Um dies zu erreichen wird auch ein Team von nichtärztlichen Mithelfern und Akteuren benötigt, das gemeinsam an der Umsetzung der oben genannten Ziele arbeitet.
In der Rehaklinik
Die Deutsche Rentenversicherung (DRV) und die berufsgenossenschaftlichen Unfallversicherungen haben diese Denkweise schon seit Jahrzehnten verinnerlicht und so funktioniert Rehabilitation in DRV- und BG-Rehakliniken recht gut, da verschiedene Experten im Team vernetzt sind, die für eine individuelle rehabilitative Zielsetzung des jeweiligen Patienten erforderlich sind. Zu solchen Rehateams gehören immer ein Arzt, aber auch Therapeuten, Pflegekräfte, Sozialarbeiter und auch andere Experten, die in der Lage sind, aufeinander zu hören, Schnittstellen zu besprechen und somit die zusammen mit dem Patienten festgelegten Ziele zu verfolgen. Kompetenz im Team ist also nicht nur fachlich, sondern auch organisatorisch und menschlich erforderlich. Eine zusätzliche Herausforderung liegt vor, wenn die Rehabilitationsziele des Patienten nicht mit den Rehabilitationszielen des Teams in Einklang stehen. Hier sind dann oftmals weitere Experten mit einzubeziehen, beispielsweise Angehörige oder Freunde des Patienten oder auch neuropsychologische und manchmal auch richterliche Einschätzungen.
In der Akutklinik
Der Gesetzgeber hat erkannt, dass frühzeitige Rehabilitation in einigen Bereichen sinnvoll ist und so halten viele Kliniken nun Frührehabilitationsstationen vor, aus denen heraus interdisziplinär therapiert wird, so dass die Frage, wo und vor allem wie es nach der Entlassung weitergeht, in den Fokus rückt. Damit können „Drehtüreffekte“ einer schnellen und vorzeitigen Wiedereinweisung in die Klinik vorgebeugt werden. Für junge Assistenzärzte ist dies eine neue Denkform, denn der rehabilitative Blick und die Möglichkeiten, die ein Arzt in der Klinik und in der Praxis hinsichtlich versorgungsmedizinischer Fragen im Heil- und Hilfsmittelsektor mit Teilhabezielen hat, werden oft weder im Studium, noch in der praktischen Anwendung in der Klinik vermittelt.
In der Niederlassung
Nur etwa 600 der Fachärzte für PRM sind in Deutschland als niedergelassene Ärzte tätig. Grundsätzlich stehen sie allen Patienten zur Verfügung. Oft versorgen sie gemeinsam mit den Hausärzten chronisch kranke Menschen, aber ihre manualmedizinischen Kenntnisse bewirken, dass auch akute Schmerzpatienten in diesem Fachbereich gut aufgehoben sind. Der Blick auf den Patienten ist ein ganzheitlicher und ein Rückenschmerzpatient wird anstatt mit einer Röntgenaufnahme unter anderen Gesichtspunkten untersucht. Zum Rücken gehören für diese Fachärzte auch die Beine, die Füße, aber auch die Psyche, die ergonomischen Bedingungen am Arbeitsplatz, die Frage nach Ausgleichssport und ggf. das Übergewicht, das die Lende stark nach vorne zieht. Diese etwas umfangreichere Eingrenzung des Problemsbenötigt mehr Zeit, die aber auch in diesem Fachgebiet oft nicht wirklich ausreichend gegeben ist.

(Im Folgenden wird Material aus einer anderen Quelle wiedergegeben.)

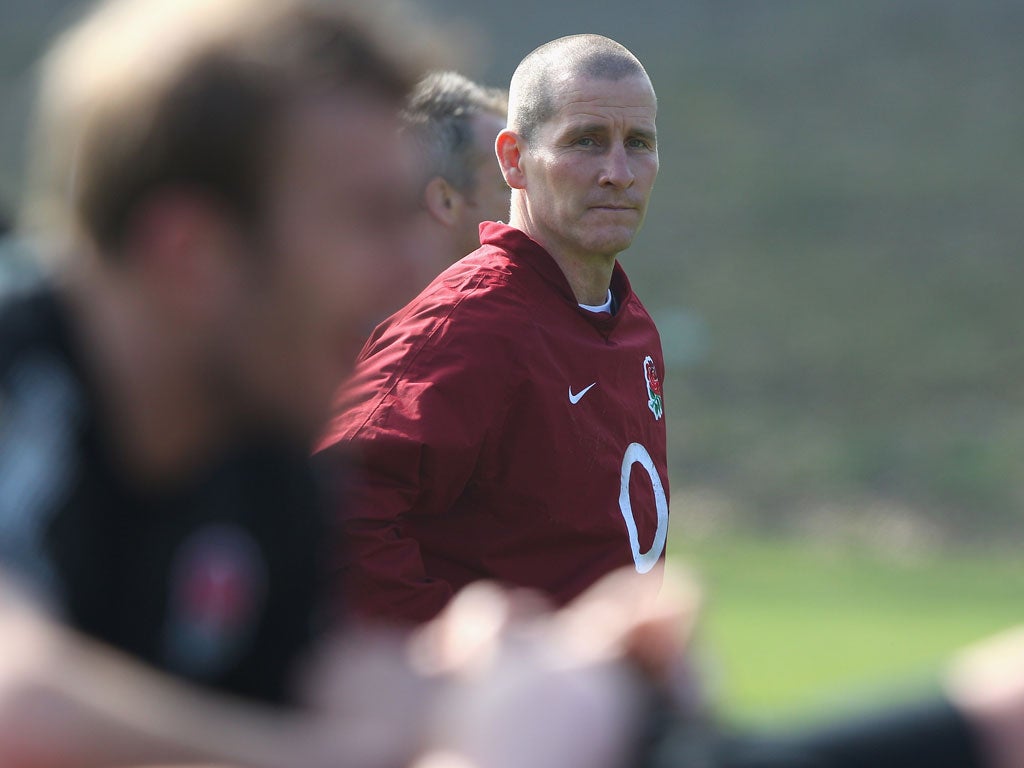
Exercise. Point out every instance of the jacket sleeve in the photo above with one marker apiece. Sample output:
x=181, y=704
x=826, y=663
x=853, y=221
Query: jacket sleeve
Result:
x=427, y=397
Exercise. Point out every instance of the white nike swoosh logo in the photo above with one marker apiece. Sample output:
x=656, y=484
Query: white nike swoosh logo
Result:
x=574, y=398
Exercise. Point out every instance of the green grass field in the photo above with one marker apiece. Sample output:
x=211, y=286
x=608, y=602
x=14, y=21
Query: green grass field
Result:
x=795, y=632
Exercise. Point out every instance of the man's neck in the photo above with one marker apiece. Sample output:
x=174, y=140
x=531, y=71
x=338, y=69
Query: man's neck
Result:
x=150, y=397
x=588, y=274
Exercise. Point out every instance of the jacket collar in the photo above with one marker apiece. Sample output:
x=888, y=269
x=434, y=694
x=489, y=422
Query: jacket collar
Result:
x=523, y=249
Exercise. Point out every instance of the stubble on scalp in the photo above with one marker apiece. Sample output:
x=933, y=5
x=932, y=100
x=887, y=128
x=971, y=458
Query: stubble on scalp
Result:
x=531, y=93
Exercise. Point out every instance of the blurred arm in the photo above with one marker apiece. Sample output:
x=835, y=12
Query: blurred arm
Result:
x=68, y=701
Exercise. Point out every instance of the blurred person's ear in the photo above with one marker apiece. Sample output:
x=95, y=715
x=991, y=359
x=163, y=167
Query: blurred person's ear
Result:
x=442, y=201
x=509, y=147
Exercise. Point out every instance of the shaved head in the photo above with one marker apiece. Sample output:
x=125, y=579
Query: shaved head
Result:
x=531, y=93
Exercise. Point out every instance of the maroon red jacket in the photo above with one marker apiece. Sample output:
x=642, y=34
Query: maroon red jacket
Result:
x=505, y=433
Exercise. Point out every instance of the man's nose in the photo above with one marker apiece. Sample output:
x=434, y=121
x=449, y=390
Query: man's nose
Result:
x=616, y=171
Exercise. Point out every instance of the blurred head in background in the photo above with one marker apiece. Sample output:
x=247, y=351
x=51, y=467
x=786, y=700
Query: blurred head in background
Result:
x=227, y=192
x=453, y=122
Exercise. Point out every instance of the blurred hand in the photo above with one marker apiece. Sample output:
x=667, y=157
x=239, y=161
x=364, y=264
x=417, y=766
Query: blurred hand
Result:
x=543, y=689
x=986, y=683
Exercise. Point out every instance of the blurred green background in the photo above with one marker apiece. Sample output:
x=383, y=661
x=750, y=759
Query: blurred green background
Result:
x=834, y=256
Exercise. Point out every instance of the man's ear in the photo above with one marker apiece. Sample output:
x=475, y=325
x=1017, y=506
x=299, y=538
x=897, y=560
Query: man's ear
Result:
x=509, y=146
x=441, y=201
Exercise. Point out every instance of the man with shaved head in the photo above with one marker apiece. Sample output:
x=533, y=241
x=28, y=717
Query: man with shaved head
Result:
x=509, y=422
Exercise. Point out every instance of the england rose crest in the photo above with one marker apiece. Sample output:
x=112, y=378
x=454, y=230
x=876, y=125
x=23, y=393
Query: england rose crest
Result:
x=654, y=401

Die Rehabilitative Medizin kann zum einen im Kontext des Entlassmanagements und zum anderen durch ihre koordinierende Funktion wertvolle Unterstützung im System bieten. Entlassmanagement nach stationären Aufenthalten (aus GKV-, DRV- oder BG-Einrichtungen) und Koordination im Team stellen Kernkompetenzen des Fachgebiets dar, denn es beinhaltet komplexe Fragestellungen hinsichtlich therapeutischer, sozialmedizinischer und hilfsmittelrelevanter Versorgung. Im niedergelassenenen Bereich geht es oft darum, das Ausmaß von funktionellen Einschränkungen mit geeigneten Assessments zu erfassen, aus den Ergebnissen zielgerichtete Therapiekonzepte zu erstellen und diese dann auch zu überprüfen.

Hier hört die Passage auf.